President Joe Biden called Pfizer’s drug “another potentially powerful tool in our fight against the virus,” in a statement Tuesday.
The U.S. government has agreed to purchase enough of Pfizer’s drug to treat 10 million people. But company executives have indicated that initial supplies will be limited, with only enough to treat tens of thousands of people before the end of the year. By March, Pfizer hopes to ramp up production to provide millions of courses of treatment.
Pfizer’s data could help reassure regulators of its drug’s benefit after Merck disclosed smaller-than-expected benefits for its drug in final testing. Late last month, Merck said that its pill reduced hospitalizations and deaths by 30 per cent in high-risk adults.
Both companies initially studied their drugs in unvaccinated adults who face the gravest risks from COVID-19, due to older age or health problems, such as asthma or obesity.
Pfizer is also studying its pill in lower-risk adults — including a subset who are vaccinated — but reported mixed data for that group on Tuesday.
In interim results, Pfizer said its drug failed to meet its main study goal: sustained relief from COVID-19 for four days during or after treatment, as reported by patients. But the drug did achieve a second goal by reducing hospitalizations by about 70 per cent among that group, which included otherwise healthy unvaccinated adults and vaccinated adults with one or more health issues. Less than one per cent of patients who got the drug were hospitalized, compared with 2.4 per cent of patients who got a dummy pill.
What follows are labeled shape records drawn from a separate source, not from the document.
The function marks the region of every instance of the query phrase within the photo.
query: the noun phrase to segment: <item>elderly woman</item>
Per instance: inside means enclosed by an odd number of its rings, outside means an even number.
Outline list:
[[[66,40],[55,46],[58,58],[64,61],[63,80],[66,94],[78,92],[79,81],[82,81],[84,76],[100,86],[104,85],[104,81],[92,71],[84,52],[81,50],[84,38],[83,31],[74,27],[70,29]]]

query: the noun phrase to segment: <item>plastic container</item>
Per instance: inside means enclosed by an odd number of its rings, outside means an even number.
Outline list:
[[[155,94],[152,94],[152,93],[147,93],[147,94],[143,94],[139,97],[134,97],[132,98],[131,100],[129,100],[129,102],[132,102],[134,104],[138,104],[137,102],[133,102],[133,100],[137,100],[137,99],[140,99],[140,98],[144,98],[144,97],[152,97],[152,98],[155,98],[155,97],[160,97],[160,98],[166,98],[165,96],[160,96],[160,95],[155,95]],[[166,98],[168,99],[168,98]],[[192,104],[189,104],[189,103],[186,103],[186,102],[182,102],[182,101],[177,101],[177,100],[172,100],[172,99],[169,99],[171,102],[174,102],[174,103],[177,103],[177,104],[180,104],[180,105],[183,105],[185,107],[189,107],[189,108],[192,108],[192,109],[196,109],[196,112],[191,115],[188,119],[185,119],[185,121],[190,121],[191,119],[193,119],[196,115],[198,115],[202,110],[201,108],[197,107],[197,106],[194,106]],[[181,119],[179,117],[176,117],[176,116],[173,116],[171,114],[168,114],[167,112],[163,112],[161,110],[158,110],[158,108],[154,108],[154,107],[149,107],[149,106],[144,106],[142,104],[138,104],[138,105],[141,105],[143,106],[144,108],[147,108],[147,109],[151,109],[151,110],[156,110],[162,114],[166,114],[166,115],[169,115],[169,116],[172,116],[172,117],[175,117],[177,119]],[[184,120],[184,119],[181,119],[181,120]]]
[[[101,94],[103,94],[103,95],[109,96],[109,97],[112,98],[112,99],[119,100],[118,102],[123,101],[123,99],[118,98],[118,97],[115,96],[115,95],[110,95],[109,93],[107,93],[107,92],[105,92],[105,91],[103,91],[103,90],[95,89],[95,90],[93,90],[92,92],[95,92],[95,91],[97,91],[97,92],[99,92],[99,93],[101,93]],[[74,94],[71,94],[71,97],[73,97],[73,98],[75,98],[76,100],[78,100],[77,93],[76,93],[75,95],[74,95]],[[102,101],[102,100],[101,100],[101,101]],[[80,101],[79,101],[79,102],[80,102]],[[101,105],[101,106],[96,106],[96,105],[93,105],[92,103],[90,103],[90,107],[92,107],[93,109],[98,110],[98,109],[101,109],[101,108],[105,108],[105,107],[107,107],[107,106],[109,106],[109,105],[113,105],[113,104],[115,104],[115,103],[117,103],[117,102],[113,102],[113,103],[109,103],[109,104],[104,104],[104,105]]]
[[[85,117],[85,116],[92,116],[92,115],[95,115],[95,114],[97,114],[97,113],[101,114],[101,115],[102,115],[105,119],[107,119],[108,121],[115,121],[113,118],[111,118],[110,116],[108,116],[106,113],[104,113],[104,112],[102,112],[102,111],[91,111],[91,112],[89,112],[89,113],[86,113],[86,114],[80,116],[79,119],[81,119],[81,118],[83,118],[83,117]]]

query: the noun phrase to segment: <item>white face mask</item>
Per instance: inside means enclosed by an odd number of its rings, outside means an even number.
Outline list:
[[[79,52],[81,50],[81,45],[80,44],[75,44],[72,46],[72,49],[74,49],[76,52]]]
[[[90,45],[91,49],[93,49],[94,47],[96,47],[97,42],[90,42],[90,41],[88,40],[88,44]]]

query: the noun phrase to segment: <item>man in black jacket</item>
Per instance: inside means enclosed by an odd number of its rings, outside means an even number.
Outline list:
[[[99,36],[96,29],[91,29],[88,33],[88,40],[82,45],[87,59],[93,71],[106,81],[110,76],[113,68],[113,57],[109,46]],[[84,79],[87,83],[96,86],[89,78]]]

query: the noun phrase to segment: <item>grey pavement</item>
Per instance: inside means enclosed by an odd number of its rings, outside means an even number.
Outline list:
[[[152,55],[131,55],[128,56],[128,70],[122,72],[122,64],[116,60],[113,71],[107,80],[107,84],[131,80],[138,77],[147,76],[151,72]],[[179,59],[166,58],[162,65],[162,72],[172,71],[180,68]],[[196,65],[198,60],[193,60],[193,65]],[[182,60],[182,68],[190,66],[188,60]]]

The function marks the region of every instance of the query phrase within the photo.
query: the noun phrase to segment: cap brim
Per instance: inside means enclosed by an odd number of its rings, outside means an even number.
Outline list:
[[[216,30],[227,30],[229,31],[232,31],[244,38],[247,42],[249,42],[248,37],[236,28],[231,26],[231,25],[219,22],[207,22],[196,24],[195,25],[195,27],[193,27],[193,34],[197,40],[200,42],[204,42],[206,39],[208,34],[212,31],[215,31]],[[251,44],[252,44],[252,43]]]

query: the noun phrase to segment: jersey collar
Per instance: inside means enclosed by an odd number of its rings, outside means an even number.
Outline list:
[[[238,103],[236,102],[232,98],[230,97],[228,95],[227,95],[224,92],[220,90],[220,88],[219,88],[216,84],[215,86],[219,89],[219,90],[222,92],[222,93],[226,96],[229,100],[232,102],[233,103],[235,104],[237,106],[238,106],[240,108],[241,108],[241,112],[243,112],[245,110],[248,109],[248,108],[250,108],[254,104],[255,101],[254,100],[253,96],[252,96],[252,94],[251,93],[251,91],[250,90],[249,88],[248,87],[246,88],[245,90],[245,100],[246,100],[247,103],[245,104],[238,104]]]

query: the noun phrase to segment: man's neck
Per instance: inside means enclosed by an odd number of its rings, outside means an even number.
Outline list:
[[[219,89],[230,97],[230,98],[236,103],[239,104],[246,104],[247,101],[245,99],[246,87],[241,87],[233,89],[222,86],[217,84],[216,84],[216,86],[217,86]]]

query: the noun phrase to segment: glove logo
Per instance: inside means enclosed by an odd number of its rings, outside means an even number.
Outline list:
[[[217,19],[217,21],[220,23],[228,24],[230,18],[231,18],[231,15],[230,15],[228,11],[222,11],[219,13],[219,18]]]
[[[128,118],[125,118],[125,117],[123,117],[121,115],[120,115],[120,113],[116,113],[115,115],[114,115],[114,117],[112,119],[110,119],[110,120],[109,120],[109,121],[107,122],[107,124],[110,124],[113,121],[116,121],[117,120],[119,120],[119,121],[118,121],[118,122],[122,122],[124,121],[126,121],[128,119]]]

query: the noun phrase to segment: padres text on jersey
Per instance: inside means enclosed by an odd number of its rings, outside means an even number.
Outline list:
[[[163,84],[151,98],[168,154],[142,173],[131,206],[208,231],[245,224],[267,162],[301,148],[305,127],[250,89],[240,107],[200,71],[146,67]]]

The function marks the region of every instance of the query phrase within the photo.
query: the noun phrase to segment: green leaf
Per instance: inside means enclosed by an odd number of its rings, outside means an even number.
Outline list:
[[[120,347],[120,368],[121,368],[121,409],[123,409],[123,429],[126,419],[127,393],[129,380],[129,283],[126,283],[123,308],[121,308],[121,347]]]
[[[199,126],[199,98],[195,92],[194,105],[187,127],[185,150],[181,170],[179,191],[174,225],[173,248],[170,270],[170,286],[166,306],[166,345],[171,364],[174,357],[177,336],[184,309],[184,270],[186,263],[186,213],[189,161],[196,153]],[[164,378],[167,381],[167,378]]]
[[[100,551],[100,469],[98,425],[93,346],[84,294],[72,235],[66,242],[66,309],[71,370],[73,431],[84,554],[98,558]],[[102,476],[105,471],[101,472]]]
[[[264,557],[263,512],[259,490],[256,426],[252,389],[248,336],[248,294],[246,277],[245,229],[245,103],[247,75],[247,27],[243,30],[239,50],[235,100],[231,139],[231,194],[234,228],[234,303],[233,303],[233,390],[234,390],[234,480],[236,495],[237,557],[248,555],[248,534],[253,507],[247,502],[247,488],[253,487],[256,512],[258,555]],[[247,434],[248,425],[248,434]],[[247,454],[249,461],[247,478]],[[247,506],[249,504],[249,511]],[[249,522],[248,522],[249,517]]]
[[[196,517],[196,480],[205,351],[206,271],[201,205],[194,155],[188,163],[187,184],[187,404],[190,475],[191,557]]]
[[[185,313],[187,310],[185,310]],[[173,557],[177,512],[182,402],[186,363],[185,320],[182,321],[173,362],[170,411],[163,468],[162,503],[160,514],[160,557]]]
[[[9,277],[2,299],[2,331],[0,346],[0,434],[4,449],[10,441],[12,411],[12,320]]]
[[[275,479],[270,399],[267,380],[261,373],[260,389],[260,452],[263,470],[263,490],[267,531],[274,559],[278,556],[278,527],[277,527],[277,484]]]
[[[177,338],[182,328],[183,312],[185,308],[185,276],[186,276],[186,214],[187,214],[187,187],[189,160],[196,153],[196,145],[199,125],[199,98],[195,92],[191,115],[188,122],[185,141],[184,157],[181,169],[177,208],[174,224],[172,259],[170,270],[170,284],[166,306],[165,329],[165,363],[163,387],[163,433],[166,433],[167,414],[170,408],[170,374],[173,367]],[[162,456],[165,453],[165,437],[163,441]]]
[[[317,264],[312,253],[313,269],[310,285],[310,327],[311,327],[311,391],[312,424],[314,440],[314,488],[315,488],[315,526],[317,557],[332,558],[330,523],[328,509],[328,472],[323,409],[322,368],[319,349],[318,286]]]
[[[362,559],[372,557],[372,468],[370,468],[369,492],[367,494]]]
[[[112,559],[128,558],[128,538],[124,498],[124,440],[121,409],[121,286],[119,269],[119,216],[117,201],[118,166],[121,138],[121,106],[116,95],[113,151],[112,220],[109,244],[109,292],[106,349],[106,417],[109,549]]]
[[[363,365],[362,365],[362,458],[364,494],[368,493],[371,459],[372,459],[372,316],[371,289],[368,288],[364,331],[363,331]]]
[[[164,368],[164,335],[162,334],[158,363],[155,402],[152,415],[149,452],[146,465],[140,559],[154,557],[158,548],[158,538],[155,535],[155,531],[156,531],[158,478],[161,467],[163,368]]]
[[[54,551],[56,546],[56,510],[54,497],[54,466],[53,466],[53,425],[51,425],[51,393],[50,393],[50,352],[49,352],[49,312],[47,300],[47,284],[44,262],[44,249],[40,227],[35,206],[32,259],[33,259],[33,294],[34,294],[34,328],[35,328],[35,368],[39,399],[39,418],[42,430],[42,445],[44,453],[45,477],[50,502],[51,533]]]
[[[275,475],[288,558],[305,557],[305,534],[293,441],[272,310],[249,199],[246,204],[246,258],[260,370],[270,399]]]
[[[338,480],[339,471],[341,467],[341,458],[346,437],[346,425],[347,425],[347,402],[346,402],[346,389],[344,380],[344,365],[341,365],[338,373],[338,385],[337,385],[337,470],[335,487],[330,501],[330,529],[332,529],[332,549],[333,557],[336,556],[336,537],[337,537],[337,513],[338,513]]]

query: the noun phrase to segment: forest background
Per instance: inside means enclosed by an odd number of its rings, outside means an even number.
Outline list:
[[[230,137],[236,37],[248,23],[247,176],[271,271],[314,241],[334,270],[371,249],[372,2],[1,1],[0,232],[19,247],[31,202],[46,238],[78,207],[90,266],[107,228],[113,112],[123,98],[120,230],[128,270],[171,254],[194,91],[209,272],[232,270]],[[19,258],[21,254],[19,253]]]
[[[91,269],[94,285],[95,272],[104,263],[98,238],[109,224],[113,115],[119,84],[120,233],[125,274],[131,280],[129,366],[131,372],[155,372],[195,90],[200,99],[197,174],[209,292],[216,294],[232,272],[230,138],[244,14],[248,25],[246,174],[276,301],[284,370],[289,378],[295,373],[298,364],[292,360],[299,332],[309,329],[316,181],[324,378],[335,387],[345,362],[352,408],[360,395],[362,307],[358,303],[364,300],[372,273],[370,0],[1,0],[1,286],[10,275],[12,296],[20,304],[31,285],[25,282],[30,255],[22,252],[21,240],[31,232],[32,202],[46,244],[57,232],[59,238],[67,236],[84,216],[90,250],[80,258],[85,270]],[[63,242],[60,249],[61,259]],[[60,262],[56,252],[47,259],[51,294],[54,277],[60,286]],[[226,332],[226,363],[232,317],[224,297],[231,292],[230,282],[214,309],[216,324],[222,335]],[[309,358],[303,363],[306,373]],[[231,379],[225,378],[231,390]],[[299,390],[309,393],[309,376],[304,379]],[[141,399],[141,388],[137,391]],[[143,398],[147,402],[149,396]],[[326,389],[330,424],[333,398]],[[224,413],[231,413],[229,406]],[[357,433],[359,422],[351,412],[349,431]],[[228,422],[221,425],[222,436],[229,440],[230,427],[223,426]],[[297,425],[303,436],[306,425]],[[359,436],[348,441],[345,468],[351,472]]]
An independent board of medical experts reviewed the data and recommended Pfizer continue the study to get the full results before proceeding further with regulators.
Across both of Pfizer’s studies, adults taking the company’s drug had a 10-fold decrease in virus levels compared with those on placebo.
The prospect of new pills to fight COVID-19 can’t come soon enough for communities in the Northeast and Midwest, where many hospitals are once again being overloaded by incoming virus cases.
Both the Merck and Pfizer pills are expected to perform well against omicron because they don’t target the coronavirus’ spike protein, which contains most of the new variant’s mutations.
Centers for Disease Control and Prevention Director Rochelle Walensky, appearing on NBC’s “Today” on Tuesday, said the best way for people to protect themselves against COVID-19 is to get vaccinated and get a booster shot. She said the Pfizer pill, if authorized by the FDA, “will be another great tool, but we need to diagnose people early.”